In a world-first, astronomers at The Australian National University (ANU), working with NASA and an international team of researchers, have captured the first moments of a supernova – the explosive death of stars.
The never-before-seen detail was captured using data from NASA’s Kepler space telescope collected in 2017.
The ANU researchers recorded the initial burst of light that is seen as the first shockwave travels through the star before it explodes.
PhD scholar Patrick Armstrong, who led the study, said researchers are particularly interested in how the brightness of the light changes over time prior to the explosion.
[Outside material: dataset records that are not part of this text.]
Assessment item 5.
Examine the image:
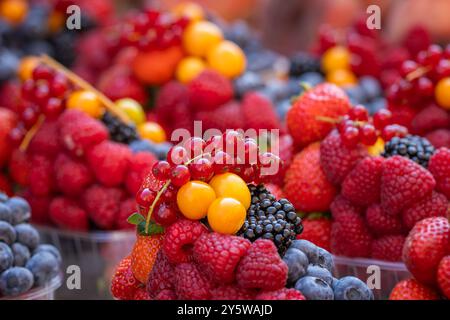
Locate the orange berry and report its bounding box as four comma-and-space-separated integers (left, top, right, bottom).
172, 2, 204, 21
66, 90, 104, 118
48, 11, 65, 33
130, 234, 164, 284
177, 181, 216, 220
17, 56, 40, 81
207, 40, 246, 78
116, 98, 145, 125
207, 197, 246, 235
176, 56, 207, 84
0, 0, 28, 24
326, 69, 357, 87
138, 122, 167, 143
322, 46, 351, 73
183, 21, 223, 57
435, 77, 450, 110
209, 173, 251, 209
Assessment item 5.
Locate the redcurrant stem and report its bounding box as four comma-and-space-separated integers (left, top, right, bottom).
315, 116, 339, 124
406, 66, 431, 82
145, 179, 171, 234
184, 152, 212, 165
38, 55, 132, 124
19, 115, 45, 152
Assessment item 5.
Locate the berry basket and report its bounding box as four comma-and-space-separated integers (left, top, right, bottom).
1, 273, 63, 300
36, 226, 136, 300
333, 256, 411, 300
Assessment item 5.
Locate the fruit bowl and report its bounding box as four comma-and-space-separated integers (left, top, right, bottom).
333, 256, 411, 300
0, 273, 62, 301
36, 225, 136, 300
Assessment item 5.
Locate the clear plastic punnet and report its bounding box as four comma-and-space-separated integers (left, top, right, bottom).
1, 273, 62, 300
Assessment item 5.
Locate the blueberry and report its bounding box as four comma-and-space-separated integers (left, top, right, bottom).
331, 277, 339, 290
34, 244, 62, 265
0, 267, 34, 297
333, 276, 374, 300
283, 248, 309, 283
368, 97, 387, 115
129, 139, 155, 154
153, 142, 173, 160
12, 243, 30, 267
295, 276, 334, 300
289, 240, 319, 264
345, 85, 366, 105
0, 202, 13, 223
0, 242, 13, 272
234, 72, 264, 98
6, 197, 31, 225
305, 264, 333, 286
0, 221, 16, 245
360, 76, 382, 101
0, 192, 7, 203
0, 49, 19, 82
15, 224, 40, 250
298, 72, 324, 87
317, 248, 334, 272
25, 251, 60, 287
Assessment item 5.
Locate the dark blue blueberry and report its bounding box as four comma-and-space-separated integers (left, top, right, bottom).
297, 72, 324, 87
306, 264, 333, 285
360, 76, 382, 101
295, 276, 334, 300
153, 142, 173, 160
289, 240, 319, 264
345, 85, 366, 105
0, 267, 34, 297
25, 41, 54, 56
0, 202, 13, 223
367, 97, 387, 115
317, 247, 334, 272
224, 20, 252, 49
15, 224, 40, 250
233, 72, 264, 98
12, 243, 30, 267
25, 252, 60, 287
0, 221, 16, 245
331, 277, 339, 290
6, 197, 31, 225
0, 192, 7, 203
18, 5, 50, 39
0, 242, 13, 272
33, 244, 62, 265
283, 248, 309, 283
246, 50, 279, 73
333, 276, 374, 300
0, 49, 19, 82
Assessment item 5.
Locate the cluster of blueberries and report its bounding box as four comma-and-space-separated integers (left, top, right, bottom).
0, 193, 61, 298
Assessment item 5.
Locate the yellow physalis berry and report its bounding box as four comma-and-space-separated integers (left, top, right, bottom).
138, 122, 167, 143
115, 98, 146, 125
17, 56, 40, 81
322, 46, 351, 73
0, 0, 28, 25
207, 197, 246, 235
177, 181, 216, 220
183, 21, 223, 57
209, 173, 251, 209
207, 40, 246, 78
326, 69, 357, 87
176, 56, 207, 84
172, 2, 205, 22
435, 77, 450, 110
66, 90, 104, 118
This event, known as the “shock cooling curve”, provides clues as to what type of star caused the explosion.
“This is the first time anyone has had such a detailed look at a complete shock cooling curve in any supernova.”
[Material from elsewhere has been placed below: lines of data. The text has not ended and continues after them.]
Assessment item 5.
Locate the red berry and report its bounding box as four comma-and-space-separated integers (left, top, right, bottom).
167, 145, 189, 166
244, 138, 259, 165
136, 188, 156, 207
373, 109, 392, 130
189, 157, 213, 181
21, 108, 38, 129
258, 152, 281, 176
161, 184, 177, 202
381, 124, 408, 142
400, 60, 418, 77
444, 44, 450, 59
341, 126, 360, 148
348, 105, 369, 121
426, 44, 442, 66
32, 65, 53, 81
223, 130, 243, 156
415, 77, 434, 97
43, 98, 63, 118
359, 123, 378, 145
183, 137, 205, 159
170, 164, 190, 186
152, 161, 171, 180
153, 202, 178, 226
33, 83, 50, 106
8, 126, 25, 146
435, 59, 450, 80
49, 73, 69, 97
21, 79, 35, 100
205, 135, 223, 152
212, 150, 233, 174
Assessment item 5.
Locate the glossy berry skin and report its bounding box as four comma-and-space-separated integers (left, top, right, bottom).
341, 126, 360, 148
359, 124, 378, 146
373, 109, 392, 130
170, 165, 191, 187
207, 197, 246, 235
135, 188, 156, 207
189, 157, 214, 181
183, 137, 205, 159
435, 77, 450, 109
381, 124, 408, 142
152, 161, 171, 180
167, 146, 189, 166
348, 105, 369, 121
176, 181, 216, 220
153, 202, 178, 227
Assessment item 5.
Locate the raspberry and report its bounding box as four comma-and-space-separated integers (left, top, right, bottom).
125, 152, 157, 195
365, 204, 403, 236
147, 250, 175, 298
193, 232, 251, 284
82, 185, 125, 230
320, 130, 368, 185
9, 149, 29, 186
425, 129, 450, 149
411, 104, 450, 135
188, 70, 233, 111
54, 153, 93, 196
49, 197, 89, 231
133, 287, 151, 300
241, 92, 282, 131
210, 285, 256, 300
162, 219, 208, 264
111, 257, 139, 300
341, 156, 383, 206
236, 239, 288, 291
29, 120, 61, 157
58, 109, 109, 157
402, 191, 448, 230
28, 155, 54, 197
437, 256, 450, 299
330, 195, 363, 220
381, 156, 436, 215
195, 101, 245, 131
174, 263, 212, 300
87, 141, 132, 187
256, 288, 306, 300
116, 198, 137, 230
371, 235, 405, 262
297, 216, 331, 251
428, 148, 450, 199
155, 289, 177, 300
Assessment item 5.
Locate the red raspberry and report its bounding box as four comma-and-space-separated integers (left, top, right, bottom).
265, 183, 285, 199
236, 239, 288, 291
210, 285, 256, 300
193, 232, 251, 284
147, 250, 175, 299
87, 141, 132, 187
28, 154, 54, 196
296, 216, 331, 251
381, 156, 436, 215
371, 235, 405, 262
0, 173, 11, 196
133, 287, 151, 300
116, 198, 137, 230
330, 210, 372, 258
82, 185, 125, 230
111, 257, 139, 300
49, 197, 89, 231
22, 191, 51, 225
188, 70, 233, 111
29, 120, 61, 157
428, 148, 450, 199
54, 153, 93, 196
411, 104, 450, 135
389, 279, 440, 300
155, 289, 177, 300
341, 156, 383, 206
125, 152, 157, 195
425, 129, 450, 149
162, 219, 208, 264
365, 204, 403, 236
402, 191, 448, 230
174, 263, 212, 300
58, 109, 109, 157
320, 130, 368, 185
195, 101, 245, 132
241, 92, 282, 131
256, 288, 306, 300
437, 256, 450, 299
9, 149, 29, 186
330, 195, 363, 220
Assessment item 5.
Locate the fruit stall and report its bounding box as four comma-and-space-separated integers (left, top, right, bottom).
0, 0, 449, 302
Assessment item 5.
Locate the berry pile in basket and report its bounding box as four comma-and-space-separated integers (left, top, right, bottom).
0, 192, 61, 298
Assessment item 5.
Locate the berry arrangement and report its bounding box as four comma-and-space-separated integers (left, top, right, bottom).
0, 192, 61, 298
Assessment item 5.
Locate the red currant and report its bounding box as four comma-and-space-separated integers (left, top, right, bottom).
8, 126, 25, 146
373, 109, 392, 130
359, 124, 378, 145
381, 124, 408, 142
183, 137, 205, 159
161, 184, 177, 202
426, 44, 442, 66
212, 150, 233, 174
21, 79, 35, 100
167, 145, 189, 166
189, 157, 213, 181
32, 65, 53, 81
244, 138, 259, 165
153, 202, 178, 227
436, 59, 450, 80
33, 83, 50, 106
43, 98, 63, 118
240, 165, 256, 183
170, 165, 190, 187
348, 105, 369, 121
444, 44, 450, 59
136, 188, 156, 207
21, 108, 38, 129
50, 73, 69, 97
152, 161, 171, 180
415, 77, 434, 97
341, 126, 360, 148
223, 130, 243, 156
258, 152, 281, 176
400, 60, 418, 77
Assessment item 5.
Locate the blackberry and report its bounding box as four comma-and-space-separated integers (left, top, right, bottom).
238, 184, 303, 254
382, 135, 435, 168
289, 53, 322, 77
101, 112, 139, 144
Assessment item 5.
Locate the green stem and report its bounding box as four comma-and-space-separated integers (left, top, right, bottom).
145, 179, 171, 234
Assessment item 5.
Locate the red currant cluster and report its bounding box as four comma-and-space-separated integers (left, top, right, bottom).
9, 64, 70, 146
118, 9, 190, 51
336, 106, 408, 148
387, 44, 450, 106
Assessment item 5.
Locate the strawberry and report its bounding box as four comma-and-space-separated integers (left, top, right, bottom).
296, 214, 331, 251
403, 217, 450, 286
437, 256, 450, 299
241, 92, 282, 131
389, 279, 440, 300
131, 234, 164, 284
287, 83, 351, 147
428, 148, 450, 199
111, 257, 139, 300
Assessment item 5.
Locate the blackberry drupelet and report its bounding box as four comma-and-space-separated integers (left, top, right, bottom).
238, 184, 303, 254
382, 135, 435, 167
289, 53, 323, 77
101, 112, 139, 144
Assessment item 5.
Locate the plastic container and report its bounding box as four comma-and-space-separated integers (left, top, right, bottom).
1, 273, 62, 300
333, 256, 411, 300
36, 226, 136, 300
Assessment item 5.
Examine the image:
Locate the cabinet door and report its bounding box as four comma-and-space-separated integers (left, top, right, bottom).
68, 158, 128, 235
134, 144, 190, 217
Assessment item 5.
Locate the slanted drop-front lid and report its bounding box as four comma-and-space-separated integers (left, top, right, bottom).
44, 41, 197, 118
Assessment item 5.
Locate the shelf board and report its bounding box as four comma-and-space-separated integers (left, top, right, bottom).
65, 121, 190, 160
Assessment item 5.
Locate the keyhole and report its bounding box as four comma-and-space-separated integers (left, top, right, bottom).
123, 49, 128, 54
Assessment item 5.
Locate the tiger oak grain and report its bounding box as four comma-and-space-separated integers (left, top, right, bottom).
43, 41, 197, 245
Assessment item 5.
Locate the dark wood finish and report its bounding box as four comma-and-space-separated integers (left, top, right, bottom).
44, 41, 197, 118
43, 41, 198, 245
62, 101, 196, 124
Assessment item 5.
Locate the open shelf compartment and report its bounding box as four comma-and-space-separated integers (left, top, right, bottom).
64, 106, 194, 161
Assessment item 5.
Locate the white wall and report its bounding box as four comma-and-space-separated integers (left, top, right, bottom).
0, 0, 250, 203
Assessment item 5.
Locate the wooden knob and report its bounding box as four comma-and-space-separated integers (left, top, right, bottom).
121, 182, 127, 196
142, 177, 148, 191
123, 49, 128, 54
“This is the first time anyone has had such a detailed look at a complete shock cooling curve in any supernova,” Mr Armstrong, from the ANU Research School of Astronomy and Astrophysics, said.
“Because the initial stage of a supernova happens so quickly, it is very hard for most telescopes to record this phenomenon.
“Until now, the data we had was incomplete and only included the dimming of the shock cooling curve and the subsequent explosion, but never the bright burst of light at the very start of the supernova.
“This major discovery will give us the data we need to identify other stars that became supernovae, even after they have exploded.”
The ANU researchers tested the new data against a number of existing star models.
Based on their modelling, the astronomers determined the star that caused the supernova was most likely a yellow supergiant, which was more than 100 times bigger than our sun.
Astrophysicist and ANU researcher Dr Brad Tucker said the international team was able to confirm that one particular model, known as SW 17, is the most accurate at predicting what types of stars caused different supernovae.
“We’ve proven one model works better than the rest at identifying different supernovae stars and there is no longer a need to test multiple other models, which has traditionally been the case,” he said.
“Astronomers across the world will be able to use SW 17 and be confident it is the best model to identify stars that turn into supernovas.”
Supernovae are among the brightest and most powerful events we can see in space and are important because they are believed to be responsible for the creation of most of the elements found in our universe.
By better understanding how these stars turn into supernovae, researchers are able to piece together information that provides clues as to where the elements that make up our universe originate.
Although the Kepler telescope was discontinued in 2017, new space telescopes such as NASA’s Transiting Exoplanet Survey Satellite (TESS) will likely capture more supernovae explosions.
“As more space telescopes are launched, we will likely observe more of these shock cooling curves,” Mr Armstrong said.
“This will provide us with further opportunities to improve our models and build our understanding of supernovae and where the elements that make up the world around us come from.”
The pre-print is available now in the Monthly Notices of the Royal Astronomical Society.